La politica di manica larga del governo nei confronti dei signori pubblici e privati delle autostrade insospettisce parecchio l’Europa. Margrethe Vestager, la commissaria per la Concorrenza, ha inviato a Graziano Delrio una raffica di lettere chiedendo spiegazioni su tutte le scelte autostradali più importanti del ministero dei Trasporti: quelle missive sono l’apertura di una campagna in grande stile. Le lettere riguardano la Brebemi, la A 4 Brescia-Padova, la A 22 del Brennero, le Autovie Venete e la Sat, la Società dell’autostrada tirrenica del gruppo Benetton che all’inizio di aprile ha aperto il tratto tra Civitavecchia e Tarquinia (19 chilometri) imponendo un nuovo pedaggio.

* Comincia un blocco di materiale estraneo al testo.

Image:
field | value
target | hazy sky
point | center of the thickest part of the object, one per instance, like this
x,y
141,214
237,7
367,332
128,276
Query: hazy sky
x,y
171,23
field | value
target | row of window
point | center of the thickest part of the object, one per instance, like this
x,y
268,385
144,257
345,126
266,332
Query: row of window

Due in particolare le scelte su cui la Ue concentra l’attenzione: la Brebemi (Brescia-Bergamo-Milano) e la proroga della A 4 Brescia-Padova incardinata sulla estensione verso nord fino a Trento della Valdastico che ora da Rovigo raggiunge solo Piovene Rocchette. Per la Brebemi (socio di riferimento Banca Intesa) la lettera della commissaria più che una richiesta di chiarimento è il preannuncio di una procedura di infrazione per violazione della concorrenza. Inaugurata a luglio 2014 l’autostrada padana si è rivelata un flop con un’intensità di traffico molto più bassa di quella prevista dal Piano economico e finanziario (Pef) fatto a sostegno della realizzazione dell’opera. Lo scompenso tra attese e realtà è stato così disastroso che dopo un anno il governo ha deciso (luglio 2015) di intervenire con una delibera del Cipe (Comitato interministeriale per la programmazione economica) a favore della società di gestione con una defiscalizzazione del valore di circa 320 milioni di euro sulle tariffe applicate per i pedaggi. L’iniezione di liquidità non è piaciuta all’Europa, propensa a ritenere che quell’intervento sia aiuto di Stato.

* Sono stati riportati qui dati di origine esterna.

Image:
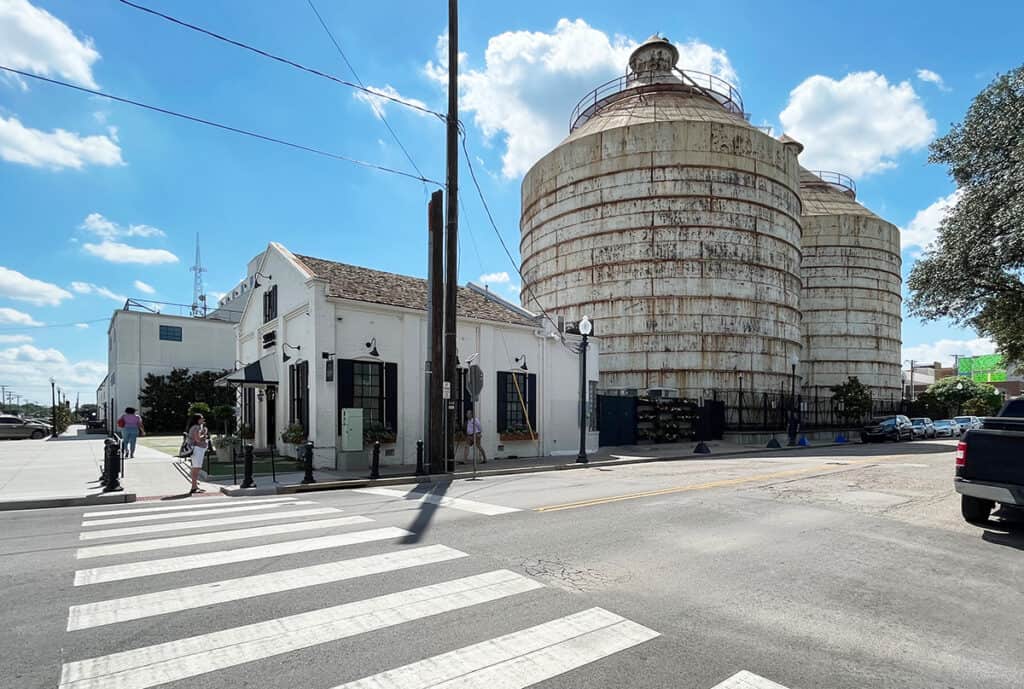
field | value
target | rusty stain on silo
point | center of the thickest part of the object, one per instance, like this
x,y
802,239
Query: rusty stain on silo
x,y
674,224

Anche la proroga della concessione della A 4 Brescia-Padova sta mettendo sul chi va là l’Europa. Scaduta a giugno di tre anni fa, la concessione della A 4 era stata temporaneamente prorogata senza gara per 2 anni dall’allora ministro dei Trasporti, Maurizio Lupi, sulla base dell’impegno da parte della stessa A 4 di completare la Valdastico verso nord. Intorno a questo tracciato autostradale relativamente breve (90 chilometri) nel frattempo è stato ingaggiato un braccio di ferro durissimo.

La A 4 è controllata da Banca Intesa più Astaldi, molto interessati alla costruzione dei 90 chilometri perché a essi è collegata la possibilità di estendere per altri 10 anni la concessione della stessa A 4 aumentandone il valore proprio nel momento in cui è stata messa in vendita. Gli spagnoli di Abertis da mesi premono per acquistare e ieri Astaldi ha annunciato di aver venduto proprio agli spagnoli la sua quota del 31,85 per cento per 130 milioni di euro. Ma la chiusura formale dell’affare è stata rinviata per la terza volta, in questo caso a fine luglio, subordinandola all’approvazione da parte del Cipe della realizzazione della Valdastico Nord.

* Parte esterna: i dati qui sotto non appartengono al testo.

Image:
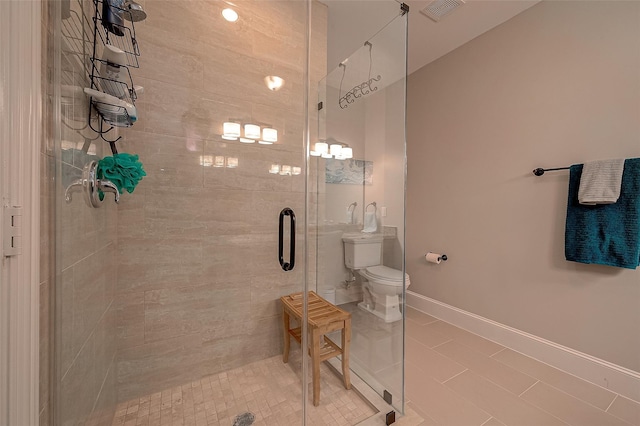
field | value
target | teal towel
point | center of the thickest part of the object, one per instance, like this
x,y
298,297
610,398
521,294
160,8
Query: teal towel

Ma c’è un terzo incomodo, la provincia di Trento, azionista di maggioranza della A 22 del Brennero, l’autostrada su cui dovrebbe innestarsi proprio a Trento la Valdastico Nord. La provincia di Trento quei 90 chilometri non li vuole adducendo un motivo ecologico: scaricherebbe troppo traffico sull’Autobrennero in prossimità della città. In realtà le motivazioni vere sono altre: la Valdastico non scaricherebbe traffico sulla A 22, ma glielo toglierebbe a sud per riconsegnarglielo più a nord. E la provincia di Trento non vuole perdere traffico perché i viaggiatori dell’Autobrennero sono oro. Così, dopo aver ottenuto dal governo il prolungamento di 30 anni della concessione per la A 22 (valore 11 miliardi di euro) promettendo il suo assenso per la Valdastico, ora la provincia di Trento fa melina. In Italia nessuno fiata, in Europa vogliono vederci chiaro.